Practice 5: Focus Human Review on Architecture
You can't read every line. Focus on what matters most: system shape, not implementation details.
What to Review
| Review This | Not This |
|---|---|
| Service boundaries and APIs | Internal function implementations |
| State management approach | Individual state updates |
| Error handling strategy | Every try/catch block |
| Data flow between components | Data transformations within components |
| Dependency choices | How dependencies are used |
| Security boundaries | Every input validation |
Questions for Architectural Review
- Does this introduce new dependencies? Are they justified?
- Does this change service boundaries? Will it affect other teams?
- Does this create new state? Where does it live? How is it managed?
- Does this change failure modes? What happens when it breaks?
- Does this violate existing patterns? Consistency matters for maintainability.
Implementation details can be wrong and still get fixed easily. Architectural mistakes compound and become expensive.
Practice 6: Use Property-Based Testing
Standard unit tests check specific examples. Property-based testing generates thousands of random inputs and verifies that properties hold across all of them.
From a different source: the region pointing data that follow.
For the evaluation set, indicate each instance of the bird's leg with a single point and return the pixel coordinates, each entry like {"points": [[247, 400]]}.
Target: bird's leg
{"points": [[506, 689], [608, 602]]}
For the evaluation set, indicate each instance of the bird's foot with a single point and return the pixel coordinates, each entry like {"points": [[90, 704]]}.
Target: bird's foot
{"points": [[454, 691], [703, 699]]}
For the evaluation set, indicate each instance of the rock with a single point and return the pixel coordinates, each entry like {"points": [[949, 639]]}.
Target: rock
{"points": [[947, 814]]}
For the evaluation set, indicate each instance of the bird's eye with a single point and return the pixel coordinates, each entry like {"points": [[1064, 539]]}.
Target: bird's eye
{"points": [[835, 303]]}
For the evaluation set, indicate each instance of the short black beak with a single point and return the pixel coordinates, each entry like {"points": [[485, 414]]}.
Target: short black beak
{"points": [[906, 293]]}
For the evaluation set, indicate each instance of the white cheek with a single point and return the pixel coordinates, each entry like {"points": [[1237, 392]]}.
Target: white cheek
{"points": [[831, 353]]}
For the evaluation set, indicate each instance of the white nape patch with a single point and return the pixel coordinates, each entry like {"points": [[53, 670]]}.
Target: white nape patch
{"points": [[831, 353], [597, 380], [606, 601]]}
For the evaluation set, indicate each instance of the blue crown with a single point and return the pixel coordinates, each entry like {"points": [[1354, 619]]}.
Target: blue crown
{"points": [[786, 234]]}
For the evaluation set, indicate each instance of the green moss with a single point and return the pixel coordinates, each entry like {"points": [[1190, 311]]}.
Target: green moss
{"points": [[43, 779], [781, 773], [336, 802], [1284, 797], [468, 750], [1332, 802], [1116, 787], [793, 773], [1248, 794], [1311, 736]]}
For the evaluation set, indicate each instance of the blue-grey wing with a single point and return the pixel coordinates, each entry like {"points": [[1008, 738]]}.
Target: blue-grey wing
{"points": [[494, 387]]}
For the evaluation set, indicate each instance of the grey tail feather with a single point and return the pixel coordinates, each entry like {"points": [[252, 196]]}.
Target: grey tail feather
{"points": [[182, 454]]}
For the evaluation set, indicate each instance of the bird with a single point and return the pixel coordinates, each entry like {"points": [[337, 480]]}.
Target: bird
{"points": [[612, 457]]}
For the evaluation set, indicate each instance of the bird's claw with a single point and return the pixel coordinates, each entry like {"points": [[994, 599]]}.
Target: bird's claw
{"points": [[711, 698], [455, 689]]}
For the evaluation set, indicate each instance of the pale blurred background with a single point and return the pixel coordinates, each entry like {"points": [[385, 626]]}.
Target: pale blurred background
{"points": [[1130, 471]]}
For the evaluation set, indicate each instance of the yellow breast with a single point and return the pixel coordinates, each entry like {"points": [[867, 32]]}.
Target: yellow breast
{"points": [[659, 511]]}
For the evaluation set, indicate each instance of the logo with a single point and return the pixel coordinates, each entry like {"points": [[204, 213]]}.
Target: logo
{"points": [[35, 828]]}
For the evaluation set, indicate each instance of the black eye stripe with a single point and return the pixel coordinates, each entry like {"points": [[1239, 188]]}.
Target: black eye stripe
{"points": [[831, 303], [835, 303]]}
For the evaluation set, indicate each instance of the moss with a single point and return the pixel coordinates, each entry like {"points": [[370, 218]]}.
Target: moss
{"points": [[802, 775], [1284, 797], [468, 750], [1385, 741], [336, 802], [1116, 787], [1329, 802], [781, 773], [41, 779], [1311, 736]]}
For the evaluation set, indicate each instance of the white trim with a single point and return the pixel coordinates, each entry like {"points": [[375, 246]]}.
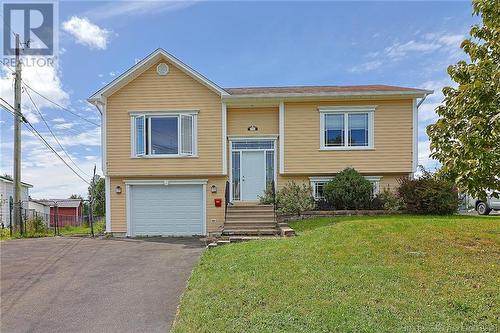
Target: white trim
{"points": [[346, 111], [130, 183], [360, 108], [415, 137], [166, 182], [159, 112], [107, 195], [224, 138], [253, 138], [282, 137], [145, 63]]}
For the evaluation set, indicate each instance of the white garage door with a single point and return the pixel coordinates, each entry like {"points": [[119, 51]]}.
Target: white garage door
{"points": [[173, 210]]}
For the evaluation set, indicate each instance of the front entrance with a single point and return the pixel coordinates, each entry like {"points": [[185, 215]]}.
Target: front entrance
{"points": [[252, 168], [253, 175]]}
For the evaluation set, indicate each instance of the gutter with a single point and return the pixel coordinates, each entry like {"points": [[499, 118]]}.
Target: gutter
{"points": [[421, 93]]}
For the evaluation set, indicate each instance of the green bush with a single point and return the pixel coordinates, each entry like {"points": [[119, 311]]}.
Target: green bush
{"points": [[428, 194], [389, 200], [267, 198], [294, 199], [349, 190]]}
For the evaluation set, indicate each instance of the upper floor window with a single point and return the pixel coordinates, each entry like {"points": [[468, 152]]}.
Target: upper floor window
{"points": [[168, 135], [346, 128]]}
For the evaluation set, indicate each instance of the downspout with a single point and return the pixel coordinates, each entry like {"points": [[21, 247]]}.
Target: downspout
{"points": [[415, 144], [422, 100]]}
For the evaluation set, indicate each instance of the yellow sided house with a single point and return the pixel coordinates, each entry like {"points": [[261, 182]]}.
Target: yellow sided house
{"points": [[184, 157]]}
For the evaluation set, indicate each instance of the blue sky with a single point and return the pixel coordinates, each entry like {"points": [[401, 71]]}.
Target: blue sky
{"points": [[233, 44]]}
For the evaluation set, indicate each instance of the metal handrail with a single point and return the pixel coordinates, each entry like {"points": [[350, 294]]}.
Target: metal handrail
{"points": [[273, 191], [226, 199]]}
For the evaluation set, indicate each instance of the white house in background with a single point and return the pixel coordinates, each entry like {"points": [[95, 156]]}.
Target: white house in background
{"points": [[7, 192]]}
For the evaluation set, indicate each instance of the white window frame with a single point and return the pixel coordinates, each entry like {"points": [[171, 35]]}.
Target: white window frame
{"points": [[374, 180], [147, 140], [346, 111]]}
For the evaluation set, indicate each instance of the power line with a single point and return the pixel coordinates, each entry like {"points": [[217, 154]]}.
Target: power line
{"points": [[53, 135], [38, 135], [60, 106]]}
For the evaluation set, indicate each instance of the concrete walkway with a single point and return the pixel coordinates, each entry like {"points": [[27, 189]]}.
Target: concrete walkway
{"points": [[93, 285]]}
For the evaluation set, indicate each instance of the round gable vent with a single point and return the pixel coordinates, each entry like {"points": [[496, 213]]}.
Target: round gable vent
{"points": [[162, 69]]}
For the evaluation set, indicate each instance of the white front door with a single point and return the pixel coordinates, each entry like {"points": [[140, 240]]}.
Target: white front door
{"points": [[253, 175]]}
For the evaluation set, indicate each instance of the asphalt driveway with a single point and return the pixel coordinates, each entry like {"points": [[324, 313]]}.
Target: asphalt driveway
{"points": [[93, 285]]}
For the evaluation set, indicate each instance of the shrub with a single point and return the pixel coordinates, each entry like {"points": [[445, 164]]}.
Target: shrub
{"points": [[428, 195], [349, 190], [267, 198], [322, 204], [389, 200], [294, 199]]}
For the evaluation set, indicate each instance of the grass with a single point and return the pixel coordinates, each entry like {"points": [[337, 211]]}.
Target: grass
{"points": [[352, 274]]}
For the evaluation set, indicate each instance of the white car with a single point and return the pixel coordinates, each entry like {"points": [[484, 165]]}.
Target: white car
{"points": [[485, 207]]}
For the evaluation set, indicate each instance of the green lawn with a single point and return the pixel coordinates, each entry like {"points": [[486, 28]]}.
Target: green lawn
{"points": [[352, 274]]}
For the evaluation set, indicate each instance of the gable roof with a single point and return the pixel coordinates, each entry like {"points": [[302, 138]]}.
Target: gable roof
{"points": [[254, 92], [142, 66]]}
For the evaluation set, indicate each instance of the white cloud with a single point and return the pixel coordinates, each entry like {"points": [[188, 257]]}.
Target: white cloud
{"points": [[446, 45], [64, 126], [87, 33], [367, 66], [398, 50], [43, 79], [136, 8]]}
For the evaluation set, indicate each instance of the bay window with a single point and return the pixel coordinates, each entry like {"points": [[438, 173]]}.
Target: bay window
{"points": [[345, 128], [164, 135]]}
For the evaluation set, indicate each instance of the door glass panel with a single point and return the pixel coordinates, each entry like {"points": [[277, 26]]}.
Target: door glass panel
{"points": [[236, 175], [269, 167]]}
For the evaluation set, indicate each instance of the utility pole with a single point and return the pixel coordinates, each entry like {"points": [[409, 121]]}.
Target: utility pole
{"points": [[17, 140], [91, 210]]}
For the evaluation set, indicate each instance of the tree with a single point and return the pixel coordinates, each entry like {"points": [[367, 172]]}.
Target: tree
{"points": [[99, 197], [466, 137]]}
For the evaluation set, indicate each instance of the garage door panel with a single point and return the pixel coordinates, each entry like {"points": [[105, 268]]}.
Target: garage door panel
{"points": [[167, 210]]}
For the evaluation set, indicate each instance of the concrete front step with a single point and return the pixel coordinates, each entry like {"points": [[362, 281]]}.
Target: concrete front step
{"points": [[250, 219], [245, 232], [268, 207], [249, 227], [232, 212]]}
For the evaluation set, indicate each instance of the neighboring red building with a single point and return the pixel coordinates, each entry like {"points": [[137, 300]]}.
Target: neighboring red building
{"points": [[64, 212]]}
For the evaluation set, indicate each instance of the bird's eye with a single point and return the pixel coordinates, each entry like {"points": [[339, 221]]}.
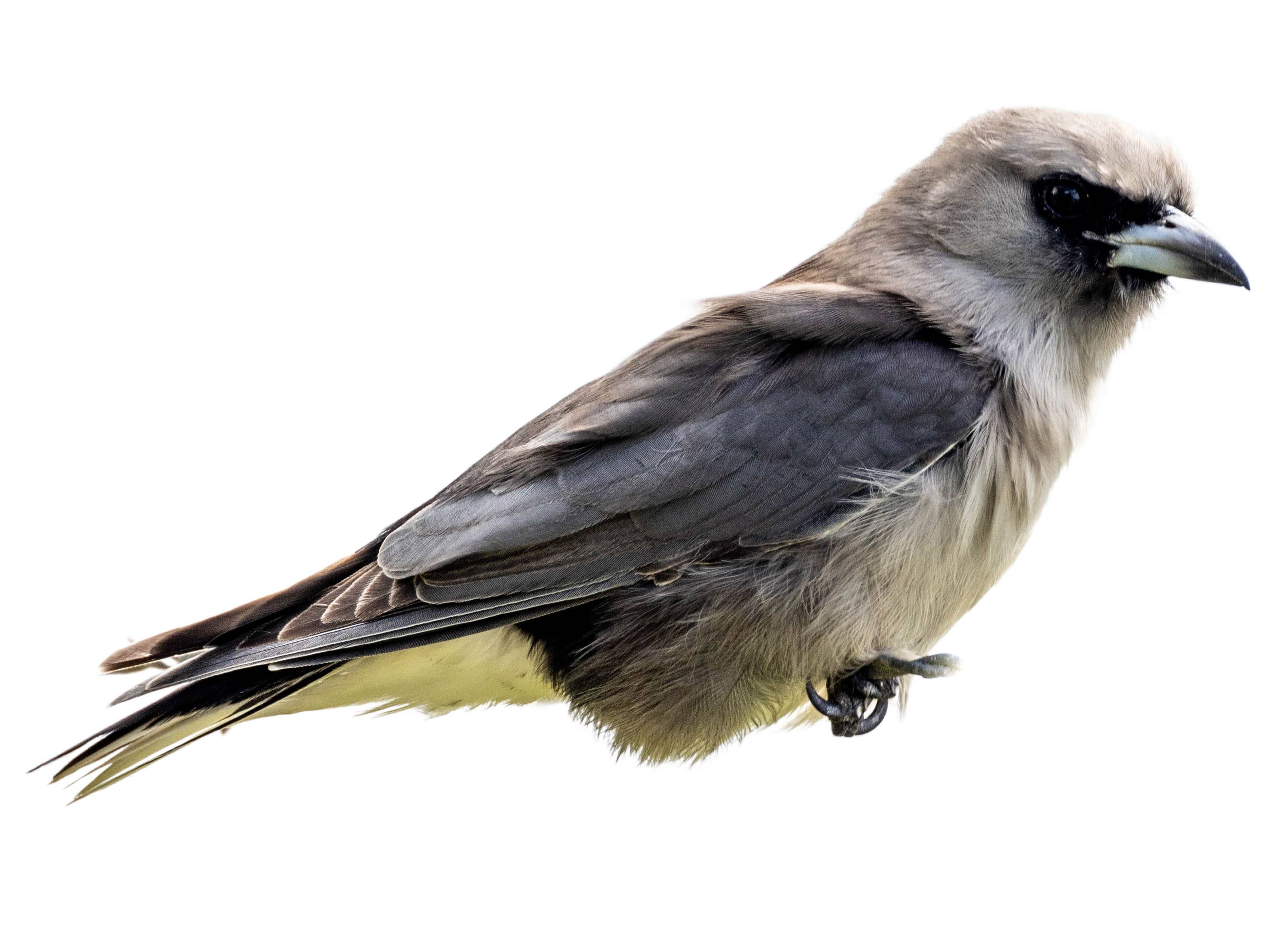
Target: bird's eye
{"points": [[1065, 200]]}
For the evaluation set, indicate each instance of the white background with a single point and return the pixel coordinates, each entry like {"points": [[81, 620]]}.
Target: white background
{"points": [[275, 273]]}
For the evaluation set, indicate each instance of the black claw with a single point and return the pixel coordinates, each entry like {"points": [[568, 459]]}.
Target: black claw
{"points": [[850, 700], [831, 710], [857, 701]]}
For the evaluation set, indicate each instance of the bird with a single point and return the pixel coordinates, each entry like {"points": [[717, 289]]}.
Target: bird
{"points": [[773, 511]]}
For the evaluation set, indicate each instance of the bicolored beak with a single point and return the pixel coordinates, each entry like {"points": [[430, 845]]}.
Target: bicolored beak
{"points": [[1175, 245]]}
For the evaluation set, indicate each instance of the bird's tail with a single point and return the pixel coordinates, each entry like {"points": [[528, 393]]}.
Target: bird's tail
{"points": [[179, 719]]}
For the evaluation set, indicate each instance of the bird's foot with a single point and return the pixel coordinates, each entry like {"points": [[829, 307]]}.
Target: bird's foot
{"points": [[858, 700]]}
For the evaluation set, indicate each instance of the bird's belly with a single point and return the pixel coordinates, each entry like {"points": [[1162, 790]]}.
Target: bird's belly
{"points": [[490, 668]]}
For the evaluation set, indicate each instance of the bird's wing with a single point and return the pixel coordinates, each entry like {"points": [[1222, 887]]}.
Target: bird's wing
{"points": [[760, 422]]}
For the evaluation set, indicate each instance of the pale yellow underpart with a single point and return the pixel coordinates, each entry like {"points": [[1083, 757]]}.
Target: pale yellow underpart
{"points": [[490, 668]]}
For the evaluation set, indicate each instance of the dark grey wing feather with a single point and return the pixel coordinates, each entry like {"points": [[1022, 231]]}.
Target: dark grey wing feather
{"points": [[754, 424]]}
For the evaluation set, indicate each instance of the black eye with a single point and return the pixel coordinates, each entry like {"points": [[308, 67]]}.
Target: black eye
{"points": [[1065, 200]]}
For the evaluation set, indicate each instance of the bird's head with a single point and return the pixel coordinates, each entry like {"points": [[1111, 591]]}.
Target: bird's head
{"points": [[1079, 213]]}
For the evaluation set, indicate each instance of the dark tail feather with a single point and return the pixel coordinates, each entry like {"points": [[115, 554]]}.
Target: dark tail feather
{"points": [[179, 719]]}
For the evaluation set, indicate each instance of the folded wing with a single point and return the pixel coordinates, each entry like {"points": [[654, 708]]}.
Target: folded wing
{"points": [[758, 423]]}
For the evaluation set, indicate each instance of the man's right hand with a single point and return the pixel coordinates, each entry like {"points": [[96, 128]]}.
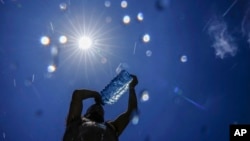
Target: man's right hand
{"points": [[134, 82]]}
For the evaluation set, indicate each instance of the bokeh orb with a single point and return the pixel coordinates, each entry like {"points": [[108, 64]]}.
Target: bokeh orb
{"points": [[107, 3], [184, 59], [63, 39], [126, 19], [140, 16], [51, 68], [146, 38], [124, 4], [63, 6], [149, 53], [45, 40]]}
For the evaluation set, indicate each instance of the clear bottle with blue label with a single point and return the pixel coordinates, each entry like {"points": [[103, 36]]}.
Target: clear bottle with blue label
{"points": [[116, 88]]}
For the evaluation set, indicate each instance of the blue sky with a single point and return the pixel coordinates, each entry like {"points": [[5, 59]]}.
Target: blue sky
{"points": [[194, 67]]}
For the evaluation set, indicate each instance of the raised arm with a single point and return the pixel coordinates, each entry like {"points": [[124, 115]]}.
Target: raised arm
{"points": [[76, 104], [122, 121]]}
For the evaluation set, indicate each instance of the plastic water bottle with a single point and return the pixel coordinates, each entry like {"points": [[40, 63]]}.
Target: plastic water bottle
{"points": [[116, 88]]}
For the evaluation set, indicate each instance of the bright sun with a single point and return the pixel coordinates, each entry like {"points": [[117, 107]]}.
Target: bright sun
{"points": [[85, 42]]}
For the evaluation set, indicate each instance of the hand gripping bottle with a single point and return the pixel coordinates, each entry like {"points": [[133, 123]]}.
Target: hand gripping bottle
{"points": [[116, 88]]}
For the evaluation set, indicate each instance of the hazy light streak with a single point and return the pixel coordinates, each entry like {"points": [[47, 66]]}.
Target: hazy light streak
{"points": [[14, 82], [33, 78], [135, 47], [52, 27], [194, 103], [229, 8]]}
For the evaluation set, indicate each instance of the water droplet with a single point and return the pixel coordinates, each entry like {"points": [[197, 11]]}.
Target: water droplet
{"points": [[149, 53]]}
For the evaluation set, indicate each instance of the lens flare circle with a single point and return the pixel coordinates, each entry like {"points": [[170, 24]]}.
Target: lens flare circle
{"points": [[85, 42]]}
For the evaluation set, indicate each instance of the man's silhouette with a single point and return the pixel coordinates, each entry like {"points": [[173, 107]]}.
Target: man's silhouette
{"points": [[91, 126]]}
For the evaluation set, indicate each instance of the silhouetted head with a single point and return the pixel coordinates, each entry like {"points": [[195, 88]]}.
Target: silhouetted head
{"points": [[95, 112]]}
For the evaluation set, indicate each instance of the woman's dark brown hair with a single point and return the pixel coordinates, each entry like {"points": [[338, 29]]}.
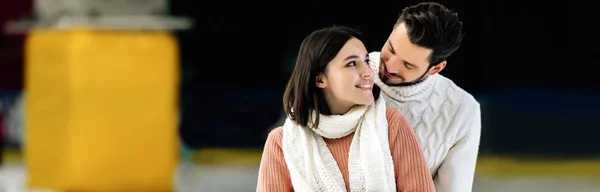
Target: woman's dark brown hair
{"points": [[302, 97]]}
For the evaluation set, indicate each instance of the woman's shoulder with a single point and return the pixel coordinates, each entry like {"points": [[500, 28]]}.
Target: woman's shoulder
{"points": [[275, 135]]}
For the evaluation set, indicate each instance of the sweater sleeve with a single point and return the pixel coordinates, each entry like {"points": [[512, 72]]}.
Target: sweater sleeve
{"points": [[410, 166], [457, 171], [273, 175]]}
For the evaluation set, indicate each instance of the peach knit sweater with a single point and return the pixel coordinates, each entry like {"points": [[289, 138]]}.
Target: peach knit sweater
{"points": [[410, 167]]}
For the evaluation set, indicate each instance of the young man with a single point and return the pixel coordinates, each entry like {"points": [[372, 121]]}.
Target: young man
{"points": [[445, 117]]}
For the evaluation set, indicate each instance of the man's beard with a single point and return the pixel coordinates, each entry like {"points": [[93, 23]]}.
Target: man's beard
{"points": [[385, 80]]}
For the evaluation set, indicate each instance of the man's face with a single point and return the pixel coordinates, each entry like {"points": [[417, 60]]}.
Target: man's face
{"points": [[402, 62]]}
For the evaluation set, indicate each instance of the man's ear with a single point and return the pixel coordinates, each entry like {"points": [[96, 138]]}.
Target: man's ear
{"points": [[321, 81], [437, 68]]}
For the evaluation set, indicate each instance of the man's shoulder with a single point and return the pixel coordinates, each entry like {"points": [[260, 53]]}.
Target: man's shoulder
{"points": [[456, 93]]}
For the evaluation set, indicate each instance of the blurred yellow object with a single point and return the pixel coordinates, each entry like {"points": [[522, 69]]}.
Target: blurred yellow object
{"points": [[101, 110]]}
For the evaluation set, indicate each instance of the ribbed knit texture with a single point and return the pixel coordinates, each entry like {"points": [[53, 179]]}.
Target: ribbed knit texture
{"points": [[410, 168]]}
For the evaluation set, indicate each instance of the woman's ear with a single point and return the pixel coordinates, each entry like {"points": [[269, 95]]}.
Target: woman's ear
{"points": [[321, 81]]}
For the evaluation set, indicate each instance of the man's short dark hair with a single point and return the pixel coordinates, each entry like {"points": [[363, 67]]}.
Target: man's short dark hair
{"points": [[433, 26]]}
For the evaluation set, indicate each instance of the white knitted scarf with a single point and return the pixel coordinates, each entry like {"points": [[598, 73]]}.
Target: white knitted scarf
{"points": [[312, 166]]}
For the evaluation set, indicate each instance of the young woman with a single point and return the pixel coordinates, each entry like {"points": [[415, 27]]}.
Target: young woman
{"points": [[338, 135]]}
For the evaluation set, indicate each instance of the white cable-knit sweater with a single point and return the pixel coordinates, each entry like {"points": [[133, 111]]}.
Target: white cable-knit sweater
{"points": [[447, 121]]}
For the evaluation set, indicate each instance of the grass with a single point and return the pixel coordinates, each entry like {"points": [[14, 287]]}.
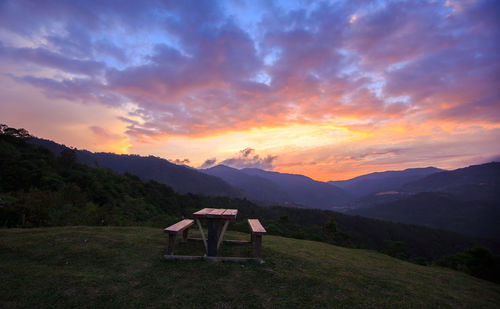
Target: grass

What Is Property-Based Testing?
Instead of writing:
1test('sort returns sorted array', () => {
2 expect(sort([3, 1, 2])).toEqual([1, 2, 3]);
3 expect(sort([5, 4])).toEqual([4, 5]);
4});You write:
1import { fc } from 'fast-check';
2
3test('sort returns sorted array', () => {
4 fc.assert(
5 fc.property(fc.array(fc.integer()), (arr) => {
6 const sorted = sort(arr);
7
8 // Property 1: Output has same length as input
9 expect(sorted.length).toBe(arr.length);
10
11 // Property 2: Output contains same elements
12 expect(sorted.slice().sort()).toEqual(arr.slice().sort());
13
14 // Property 3: Output is actually sorted
15 for (let i = 0; i < sorted.length - 1; i++) {
16 expect(sorted[i]).toBeLessThanOrEqual(sorted[i + 1]);
17 }
18 })
19 );
20});The framework generates hundreds of random arrays and verifies your properties hold for all of them. It finds edge cases you wouldn't think to test.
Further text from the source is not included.